Ever since the French Revolution, radical “equality” and conservative “liberty” have opposed each other as the defining agendas of Left and Right. For radicals, freedom is the power to redefine human destiny and has invariably meant, the surrender of individual autonomy to the radical project, to collective truth and the “progressive” idea. For conservatives, in contrast, liberty is relief for the individual from collective power. It is secured by “negative rights,” by limits to government. Liberty is made possible by the civilizing bonds of social order, and restraints on the coercive power of civil authority.The conservative goal is democratic, but it is also circumspect and modest (and so, deeply unsatisfying to the radical soul). Better to live with some injustices than, by seeking perfect justice, create a world with none. This is the political caution that has been etched in blood on the historical ledger of the last 200 years. It is the lesson the Left refuses to learn. It is this refusal that makes radicals the dangerous reactionaries of the post-modern world.
This very denial of history, however, also creates the political mask that allows leftists to appear as social reformers. Refusing to acknowledge any connection to the destructive consequences of their radical faith, the Left has been able to hijack the vocabulary of political discourse, to appropriate the terms “democratic” and “progressive,” and now even “liberal” and “market,” and to frame its agendas in the misleading imagery of “social justice.” The Left flies under permanently false colors. It is neither liberal nor progressive, and the justice it promises is achievable only through political coercion and totalitarian terror.

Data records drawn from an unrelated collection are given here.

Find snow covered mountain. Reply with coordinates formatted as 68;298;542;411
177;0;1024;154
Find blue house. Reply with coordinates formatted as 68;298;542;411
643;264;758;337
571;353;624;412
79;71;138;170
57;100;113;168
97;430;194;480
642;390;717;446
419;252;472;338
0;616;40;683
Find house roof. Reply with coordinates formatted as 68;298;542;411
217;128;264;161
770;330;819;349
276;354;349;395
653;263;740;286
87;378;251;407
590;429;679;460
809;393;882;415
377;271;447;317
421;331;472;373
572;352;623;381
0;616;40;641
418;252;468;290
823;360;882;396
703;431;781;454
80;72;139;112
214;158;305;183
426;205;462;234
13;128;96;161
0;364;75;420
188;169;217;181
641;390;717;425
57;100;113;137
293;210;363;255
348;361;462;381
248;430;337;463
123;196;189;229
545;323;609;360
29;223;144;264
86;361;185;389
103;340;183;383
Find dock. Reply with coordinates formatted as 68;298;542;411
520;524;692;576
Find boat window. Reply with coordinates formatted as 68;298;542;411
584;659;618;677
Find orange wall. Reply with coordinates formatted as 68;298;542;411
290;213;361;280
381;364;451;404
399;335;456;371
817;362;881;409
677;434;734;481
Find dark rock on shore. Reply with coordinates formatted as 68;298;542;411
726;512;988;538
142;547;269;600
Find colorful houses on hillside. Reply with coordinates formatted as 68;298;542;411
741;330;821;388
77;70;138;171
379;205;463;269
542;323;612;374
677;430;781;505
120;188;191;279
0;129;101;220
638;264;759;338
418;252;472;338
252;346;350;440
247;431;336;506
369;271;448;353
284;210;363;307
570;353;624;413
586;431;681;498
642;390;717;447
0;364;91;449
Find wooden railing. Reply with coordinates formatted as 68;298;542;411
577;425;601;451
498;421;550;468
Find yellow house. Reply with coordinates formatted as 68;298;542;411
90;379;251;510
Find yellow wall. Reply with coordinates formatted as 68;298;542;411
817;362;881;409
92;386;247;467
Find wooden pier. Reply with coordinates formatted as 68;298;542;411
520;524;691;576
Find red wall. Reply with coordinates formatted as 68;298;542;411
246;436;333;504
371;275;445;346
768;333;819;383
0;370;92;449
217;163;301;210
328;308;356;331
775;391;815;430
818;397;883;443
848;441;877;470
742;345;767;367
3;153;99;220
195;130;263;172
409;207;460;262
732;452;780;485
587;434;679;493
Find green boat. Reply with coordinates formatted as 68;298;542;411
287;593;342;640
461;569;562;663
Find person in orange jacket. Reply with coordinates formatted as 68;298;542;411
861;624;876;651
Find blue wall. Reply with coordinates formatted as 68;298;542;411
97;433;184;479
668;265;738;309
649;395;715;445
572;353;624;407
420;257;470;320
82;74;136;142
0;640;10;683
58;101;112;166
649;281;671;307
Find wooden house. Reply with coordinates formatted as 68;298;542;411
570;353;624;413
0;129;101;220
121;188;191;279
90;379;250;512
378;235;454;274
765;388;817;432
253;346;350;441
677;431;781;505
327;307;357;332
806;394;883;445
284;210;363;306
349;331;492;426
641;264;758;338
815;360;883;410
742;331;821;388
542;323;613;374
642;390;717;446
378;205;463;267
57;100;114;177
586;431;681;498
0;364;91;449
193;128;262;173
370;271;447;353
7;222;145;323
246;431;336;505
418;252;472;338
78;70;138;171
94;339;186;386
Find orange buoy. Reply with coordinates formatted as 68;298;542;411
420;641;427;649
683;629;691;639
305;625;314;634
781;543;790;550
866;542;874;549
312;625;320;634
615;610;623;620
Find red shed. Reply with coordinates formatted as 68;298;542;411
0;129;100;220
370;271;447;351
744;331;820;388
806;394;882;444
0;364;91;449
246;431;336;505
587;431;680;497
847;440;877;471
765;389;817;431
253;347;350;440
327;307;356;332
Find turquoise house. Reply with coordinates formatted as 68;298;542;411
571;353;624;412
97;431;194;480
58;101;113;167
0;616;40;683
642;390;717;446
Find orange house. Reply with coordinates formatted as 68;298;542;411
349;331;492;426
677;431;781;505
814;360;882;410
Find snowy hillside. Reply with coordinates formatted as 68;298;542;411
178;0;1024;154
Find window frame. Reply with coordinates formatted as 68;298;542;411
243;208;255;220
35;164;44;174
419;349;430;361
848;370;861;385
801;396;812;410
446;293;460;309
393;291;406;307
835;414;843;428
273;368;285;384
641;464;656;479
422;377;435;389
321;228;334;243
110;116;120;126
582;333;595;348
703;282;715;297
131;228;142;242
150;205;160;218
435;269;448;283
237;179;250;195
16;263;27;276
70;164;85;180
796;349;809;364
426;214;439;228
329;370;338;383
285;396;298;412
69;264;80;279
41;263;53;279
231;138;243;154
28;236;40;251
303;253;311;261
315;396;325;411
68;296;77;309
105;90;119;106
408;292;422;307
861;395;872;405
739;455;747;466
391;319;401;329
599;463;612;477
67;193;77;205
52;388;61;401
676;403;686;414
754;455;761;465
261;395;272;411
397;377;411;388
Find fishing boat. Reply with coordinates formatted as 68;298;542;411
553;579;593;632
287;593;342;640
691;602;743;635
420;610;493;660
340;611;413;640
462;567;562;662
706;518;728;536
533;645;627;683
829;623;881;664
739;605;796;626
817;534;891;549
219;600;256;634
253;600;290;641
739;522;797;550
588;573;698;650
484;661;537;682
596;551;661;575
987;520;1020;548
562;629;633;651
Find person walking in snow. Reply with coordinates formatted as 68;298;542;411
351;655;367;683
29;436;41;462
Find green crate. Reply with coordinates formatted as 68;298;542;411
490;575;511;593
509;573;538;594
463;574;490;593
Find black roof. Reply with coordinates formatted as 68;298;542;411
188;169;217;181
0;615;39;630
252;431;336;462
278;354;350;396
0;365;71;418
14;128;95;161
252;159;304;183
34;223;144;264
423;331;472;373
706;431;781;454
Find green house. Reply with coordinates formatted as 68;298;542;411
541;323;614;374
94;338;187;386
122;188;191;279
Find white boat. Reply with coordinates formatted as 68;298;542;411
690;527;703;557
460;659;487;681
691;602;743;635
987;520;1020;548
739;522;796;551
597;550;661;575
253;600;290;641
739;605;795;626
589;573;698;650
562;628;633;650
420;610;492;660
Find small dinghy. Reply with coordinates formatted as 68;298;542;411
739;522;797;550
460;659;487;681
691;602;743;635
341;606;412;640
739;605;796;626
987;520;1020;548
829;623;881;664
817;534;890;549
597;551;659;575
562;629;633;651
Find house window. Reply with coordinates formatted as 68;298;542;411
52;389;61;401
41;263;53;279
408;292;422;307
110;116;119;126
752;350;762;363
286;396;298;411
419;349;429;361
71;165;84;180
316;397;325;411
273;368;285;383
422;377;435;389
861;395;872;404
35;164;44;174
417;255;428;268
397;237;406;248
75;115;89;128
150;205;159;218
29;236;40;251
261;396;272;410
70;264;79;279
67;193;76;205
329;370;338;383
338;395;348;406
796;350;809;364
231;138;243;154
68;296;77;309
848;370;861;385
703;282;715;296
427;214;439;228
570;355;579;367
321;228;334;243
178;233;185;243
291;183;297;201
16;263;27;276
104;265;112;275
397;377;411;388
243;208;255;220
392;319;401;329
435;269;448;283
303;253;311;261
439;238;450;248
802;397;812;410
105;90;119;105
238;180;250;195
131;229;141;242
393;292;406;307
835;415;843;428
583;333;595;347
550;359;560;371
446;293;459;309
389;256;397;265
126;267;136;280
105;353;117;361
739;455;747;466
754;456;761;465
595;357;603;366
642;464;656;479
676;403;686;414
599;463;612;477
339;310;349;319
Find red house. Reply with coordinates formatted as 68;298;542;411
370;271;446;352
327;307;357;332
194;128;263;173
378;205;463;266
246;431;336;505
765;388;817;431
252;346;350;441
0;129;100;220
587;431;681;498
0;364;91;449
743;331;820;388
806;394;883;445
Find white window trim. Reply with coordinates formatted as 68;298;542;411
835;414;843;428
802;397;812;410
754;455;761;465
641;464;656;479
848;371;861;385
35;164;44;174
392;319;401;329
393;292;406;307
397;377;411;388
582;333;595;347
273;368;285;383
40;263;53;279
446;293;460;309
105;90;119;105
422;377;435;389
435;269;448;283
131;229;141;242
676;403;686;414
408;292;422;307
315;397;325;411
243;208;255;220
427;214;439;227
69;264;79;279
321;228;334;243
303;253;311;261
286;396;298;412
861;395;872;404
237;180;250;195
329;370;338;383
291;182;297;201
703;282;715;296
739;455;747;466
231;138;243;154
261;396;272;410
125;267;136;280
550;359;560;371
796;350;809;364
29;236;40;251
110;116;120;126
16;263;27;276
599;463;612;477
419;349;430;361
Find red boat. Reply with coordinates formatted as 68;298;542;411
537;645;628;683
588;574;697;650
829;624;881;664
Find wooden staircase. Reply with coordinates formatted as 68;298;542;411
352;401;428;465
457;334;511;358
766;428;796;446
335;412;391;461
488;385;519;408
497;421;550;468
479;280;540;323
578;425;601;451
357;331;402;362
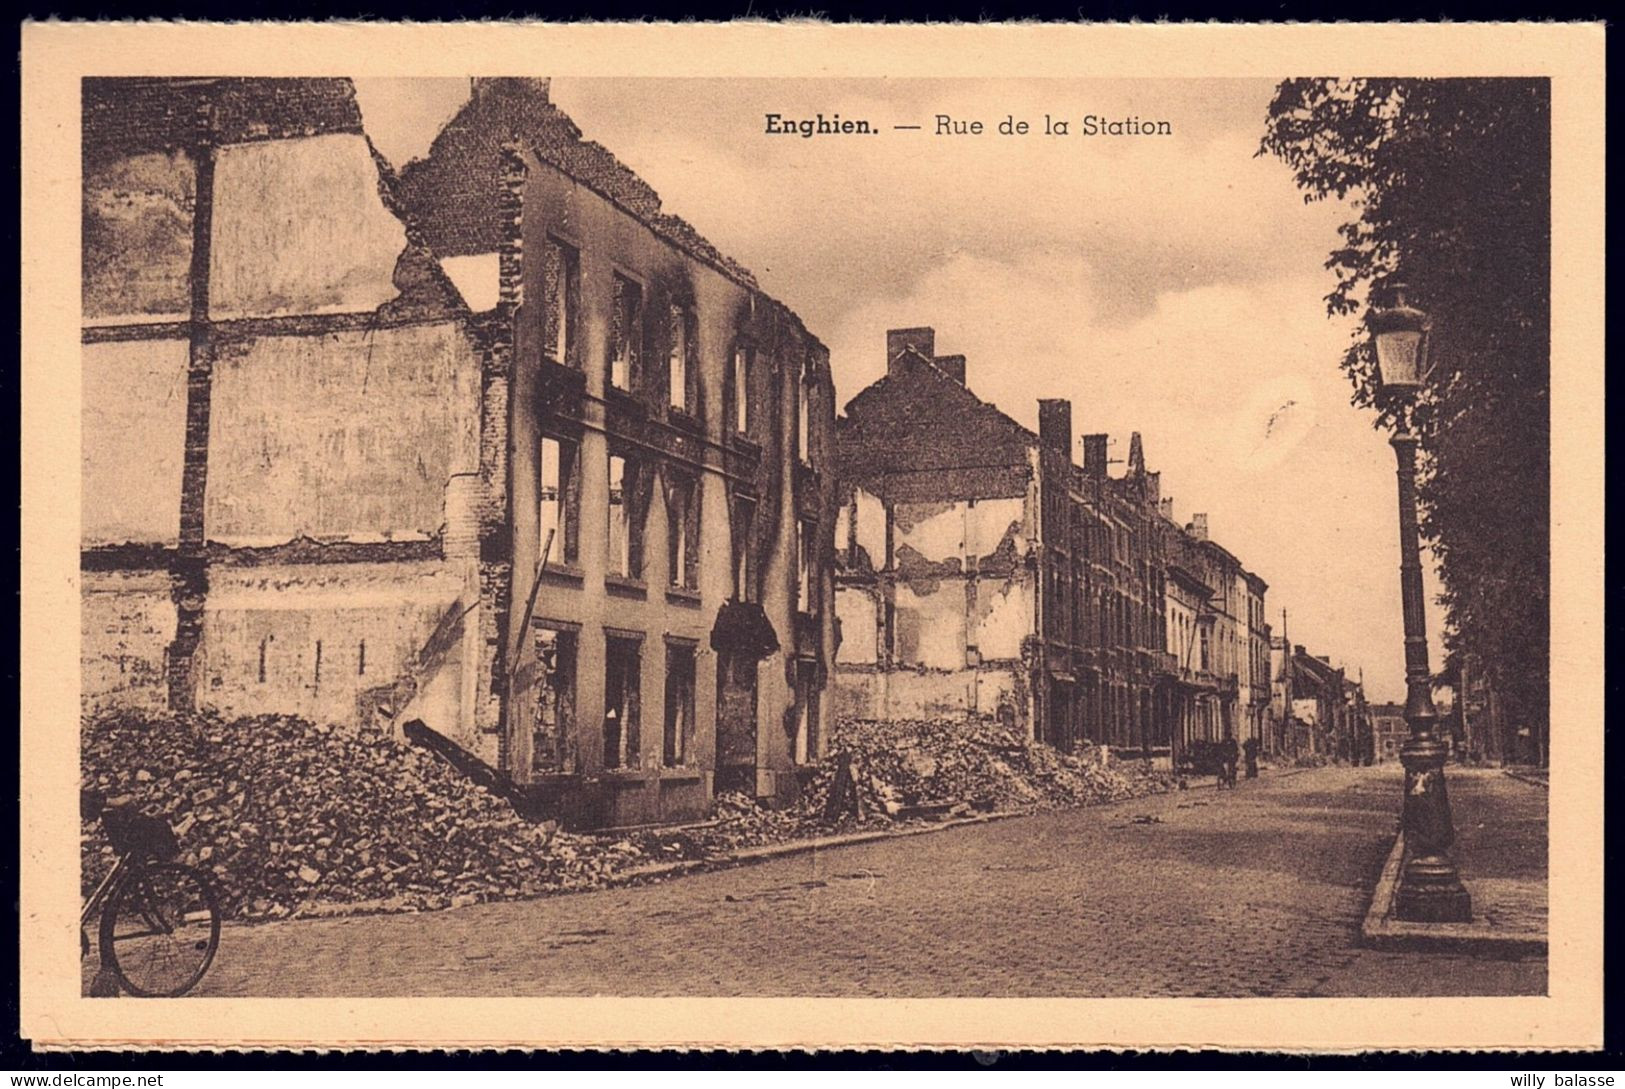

Despite the Left’s surface adjustment to historical realities in the post-Communist era, the character of its project remains stubbornly the same. This project, as before, is antithetic to the American paradigm and the stoic realism in which its liberties are grounded. The opposition is so fundamental that even those left-wing revisionists who have accepted a part of the democratic achievement, and call themselves “democratic socialists,” reveal a profound and dedicated hostility to the American founding and its political truths.